November 27, 2022

By Arthur H. Gunther III

     You walked out the door not as a different person but with an added layer, as if you had visited a kindly elder who told you what you did not know. You had more chops.

     That was often the experience in the small hometown library, the Finkelstein, in the childhood village of a certain time in Spring Valley, N.Y., then with a population of 4,500. It was eons ago, and while time brings the memory of Hallmark moments that were less so in fact, there can be no denying this quite small library was an oasis as we grew.

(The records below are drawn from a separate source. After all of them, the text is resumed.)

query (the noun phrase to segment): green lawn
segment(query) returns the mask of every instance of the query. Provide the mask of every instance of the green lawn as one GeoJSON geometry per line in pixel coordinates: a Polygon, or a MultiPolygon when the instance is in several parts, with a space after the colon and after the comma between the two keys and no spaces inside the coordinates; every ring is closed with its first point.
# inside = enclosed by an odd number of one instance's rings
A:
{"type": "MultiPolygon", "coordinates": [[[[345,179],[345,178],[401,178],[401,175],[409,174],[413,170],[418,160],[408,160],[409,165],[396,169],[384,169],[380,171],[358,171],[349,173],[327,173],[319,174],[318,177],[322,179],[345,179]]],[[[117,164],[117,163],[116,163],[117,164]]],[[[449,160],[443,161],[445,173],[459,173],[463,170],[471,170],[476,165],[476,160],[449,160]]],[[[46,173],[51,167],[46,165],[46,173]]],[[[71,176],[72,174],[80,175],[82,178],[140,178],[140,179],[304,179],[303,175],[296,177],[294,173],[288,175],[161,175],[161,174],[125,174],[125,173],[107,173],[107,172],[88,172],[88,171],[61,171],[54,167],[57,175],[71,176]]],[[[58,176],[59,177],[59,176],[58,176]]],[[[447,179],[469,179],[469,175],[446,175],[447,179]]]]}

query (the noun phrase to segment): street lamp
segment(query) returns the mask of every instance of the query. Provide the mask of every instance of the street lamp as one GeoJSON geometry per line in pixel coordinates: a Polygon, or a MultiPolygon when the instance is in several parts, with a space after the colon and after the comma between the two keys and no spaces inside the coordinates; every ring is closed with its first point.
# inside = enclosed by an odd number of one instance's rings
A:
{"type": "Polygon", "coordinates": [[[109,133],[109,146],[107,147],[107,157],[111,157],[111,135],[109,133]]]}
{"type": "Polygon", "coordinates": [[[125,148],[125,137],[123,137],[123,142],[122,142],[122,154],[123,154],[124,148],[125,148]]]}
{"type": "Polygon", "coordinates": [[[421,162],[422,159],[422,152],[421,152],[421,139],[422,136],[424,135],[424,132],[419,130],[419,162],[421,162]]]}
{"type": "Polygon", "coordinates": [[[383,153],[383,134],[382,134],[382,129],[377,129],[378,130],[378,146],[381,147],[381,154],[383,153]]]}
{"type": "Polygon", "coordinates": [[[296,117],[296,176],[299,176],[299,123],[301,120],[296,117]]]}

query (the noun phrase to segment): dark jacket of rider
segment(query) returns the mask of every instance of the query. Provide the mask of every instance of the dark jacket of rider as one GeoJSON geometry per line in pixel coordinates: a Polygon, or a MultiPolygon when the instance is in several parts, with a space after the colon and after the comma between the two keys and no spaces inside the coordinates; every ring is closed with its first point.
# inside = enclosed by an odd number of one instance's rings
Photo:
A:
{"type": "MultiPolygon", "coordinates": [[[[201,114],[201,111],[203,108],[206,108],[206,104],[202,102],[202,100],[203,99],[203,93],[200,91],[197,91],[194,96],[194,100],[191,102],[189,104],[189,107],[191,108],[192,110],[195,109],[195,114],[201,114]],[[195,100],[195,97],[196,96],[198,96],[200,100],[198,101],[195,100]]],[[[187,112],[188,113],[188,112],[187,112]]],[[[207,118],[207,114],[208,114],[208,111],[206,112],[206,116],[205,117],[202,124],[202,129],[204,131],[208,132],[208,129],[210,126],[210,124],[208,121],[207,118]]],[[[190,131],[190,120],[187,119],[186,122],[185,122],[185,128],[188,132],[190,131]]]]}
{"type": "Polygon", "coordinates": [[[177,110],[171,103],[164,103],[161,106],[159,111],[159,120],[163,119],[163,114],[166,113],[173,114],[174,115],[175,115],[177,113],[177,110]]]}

     In use, it was really one big room with an equally beautiful downstairs that seemed for meetings and storage only. The Finkelstein was a 1941 family gift to the village and its people, especially the children. The library’s architecture, inside and out, was classic Jeffersonian, quite elegant and welcoming. You felt invited and dressed up even if you didn’t have a nickel in your pocket.

     But you did have a library card issued by Ellen Heitman, longtime librarian, and that was your passport to this oasis of imagination.

     Rainy days, hot summer ones, boring days, school term paper days and the ones when a walk to the Finkelstein and the promise of seclusion in an utterly quiet room, perhaps seated on the window bench looking toward the Ramapo mountains meant respite in the tugs and pushes of growing up.

     You could always count on adding to your being, your soul, after visiting the library and its books. The Finkelstein was a small place but with many windows and doors opening to endless vistas.

     The writer is a retired newspaperman.